Two days ago, a group of hackers managed to breach servers of Freedom Hosting II a popular web hosting service by DarkWeb.
Unsurprisingly, the hackers weren't satisfied with just replacing 10.613 websites with one that said “Hello, Freedom Hosting II, you have been hacked” but they also hijacked the bases data of the Web Hosting service.
All data is already online.
According to Troy Hunt, who runs the popular service Have I Been Pwned?, the data dump includes email details from 381.000 users.
Since Freedom Hosting II was a very popular service for those involved in the creation and distribution of child pornography, many of the addresses as well as the messages e-mail will probably "burn" a lot of people.
Almost 21 percent of these addresses also existed in previous violations that have passed to the Have I Been Pwned database indicating that many of these are real addresses that some people use on a daily basis.
In a tweet, Troy Hunt said there were "thousands" of .gov emails, adding that "how many are real and for what purposes they are used is another matter."
Thousands of .gov emails.

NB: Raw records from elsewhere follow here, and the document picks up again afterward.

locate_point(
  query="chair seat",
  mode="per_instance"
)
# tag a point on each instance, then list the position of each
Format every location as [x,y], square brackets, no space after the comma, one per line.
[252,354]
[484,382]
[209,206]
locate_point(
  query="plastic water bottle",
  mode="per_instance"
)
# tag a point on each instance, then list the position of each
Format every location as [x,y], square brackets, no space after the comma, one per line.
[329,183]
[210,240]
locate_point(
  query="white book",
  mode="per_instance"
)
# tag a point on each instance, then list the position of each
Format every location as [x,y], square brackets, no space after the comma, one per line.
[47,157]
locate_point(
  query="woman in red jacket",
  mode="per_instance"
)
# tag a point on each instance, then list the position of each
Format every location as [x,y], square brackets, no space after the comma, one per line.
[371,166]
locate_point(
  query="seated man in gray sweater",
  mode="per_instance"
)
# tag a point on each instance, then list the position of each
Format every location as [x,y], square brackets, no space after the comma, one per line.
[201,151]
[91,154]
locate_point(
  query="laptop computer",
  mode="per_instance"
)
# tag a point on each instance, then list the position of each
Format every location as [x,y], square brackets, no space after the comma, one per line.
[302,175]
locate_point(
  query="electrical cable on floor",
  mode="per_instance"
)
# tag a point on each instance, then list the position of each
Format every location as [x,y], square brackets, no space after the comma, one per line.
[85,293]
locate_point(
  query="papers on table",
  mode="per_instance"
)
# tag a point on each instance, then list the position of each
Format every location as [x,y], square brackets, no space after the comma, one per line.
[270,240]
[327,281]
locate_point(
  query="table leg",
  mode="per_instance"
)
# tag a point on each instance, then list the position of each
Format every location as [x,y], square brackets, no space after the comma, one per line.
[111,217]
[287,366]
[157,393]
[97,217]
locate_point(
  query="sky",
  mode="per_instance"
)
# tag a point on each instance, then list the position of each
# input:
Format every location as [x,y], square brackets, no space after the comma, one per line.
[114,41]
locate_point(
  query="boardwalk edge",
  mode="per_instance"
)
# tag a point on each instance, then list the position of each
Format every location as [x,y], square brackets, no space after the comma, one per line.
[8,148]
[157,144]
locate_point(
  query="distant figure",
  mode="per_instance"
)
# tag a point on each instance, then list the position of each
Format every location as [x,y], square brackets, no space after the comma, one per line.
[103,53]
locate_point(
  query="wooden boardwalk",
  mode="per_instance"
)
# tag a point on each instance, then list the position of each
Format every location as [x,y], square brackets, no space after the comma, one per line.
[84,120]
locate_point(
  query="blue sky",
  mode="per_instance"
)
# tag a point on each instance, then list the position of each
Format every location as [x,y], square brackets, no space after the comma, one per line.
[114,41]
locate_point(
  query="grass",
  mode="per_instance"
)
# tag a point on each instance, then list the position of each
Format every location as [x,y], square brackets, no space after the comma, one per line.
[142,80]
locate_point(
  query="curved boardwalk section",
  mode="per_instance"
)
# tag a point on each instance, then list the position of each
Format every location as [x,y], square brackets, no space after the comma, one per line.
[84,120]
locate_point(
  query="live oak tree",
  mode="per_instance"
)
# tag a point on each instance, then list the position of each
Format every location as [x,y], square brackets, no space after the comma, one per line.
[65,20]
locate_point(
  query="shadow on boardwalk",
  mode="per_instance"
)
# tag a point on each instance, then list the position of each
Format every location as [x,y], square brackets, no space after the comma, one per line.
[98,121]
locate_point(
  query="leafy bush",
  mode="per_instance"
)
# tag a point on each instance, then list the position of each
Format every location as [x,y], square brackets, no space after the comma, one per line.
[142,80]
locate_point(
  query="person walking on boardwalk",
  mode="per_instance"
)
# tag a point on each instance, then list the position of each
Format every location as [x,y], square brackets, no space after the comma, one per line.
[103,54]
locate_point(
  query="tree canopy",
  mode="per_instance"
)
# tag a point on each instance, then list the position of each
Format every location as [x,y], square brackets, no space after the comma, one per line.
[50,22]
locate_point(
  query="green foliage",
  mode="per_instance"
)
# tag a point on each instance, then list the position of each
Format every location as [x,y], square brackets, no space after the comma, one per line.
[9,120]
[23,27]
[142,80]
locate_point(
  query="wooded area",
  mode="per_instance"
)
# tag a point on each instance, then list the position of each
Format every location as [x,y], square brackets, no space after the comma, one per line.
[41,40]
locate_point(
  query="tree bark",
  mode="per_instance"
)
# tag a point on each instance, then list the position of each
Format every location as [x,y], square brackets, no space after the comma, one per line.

How many are real and what purposes they were being used for is another issue. https://t.co/31fQoWG4qj
- Troy Hunt (@troyhunt) February 5, 2017
In addition to user information, leakage also contains backups of webpages, many of which were using free content systems such as WordPress and PHPBB. According to Hunt, almost half of the websites present in leaked data are reported to contain illegal content of child pornography.
The rest of the content is forged websites used for phishing, hacking forums, personal blogs, and Bitcoin escrow services.
According to Hunt, the data leaked from Freedom Hosting II is almost certainly in the hands of law enforcement. So it seems inevitable that in the coming weeks, some will hear a hit on their doors.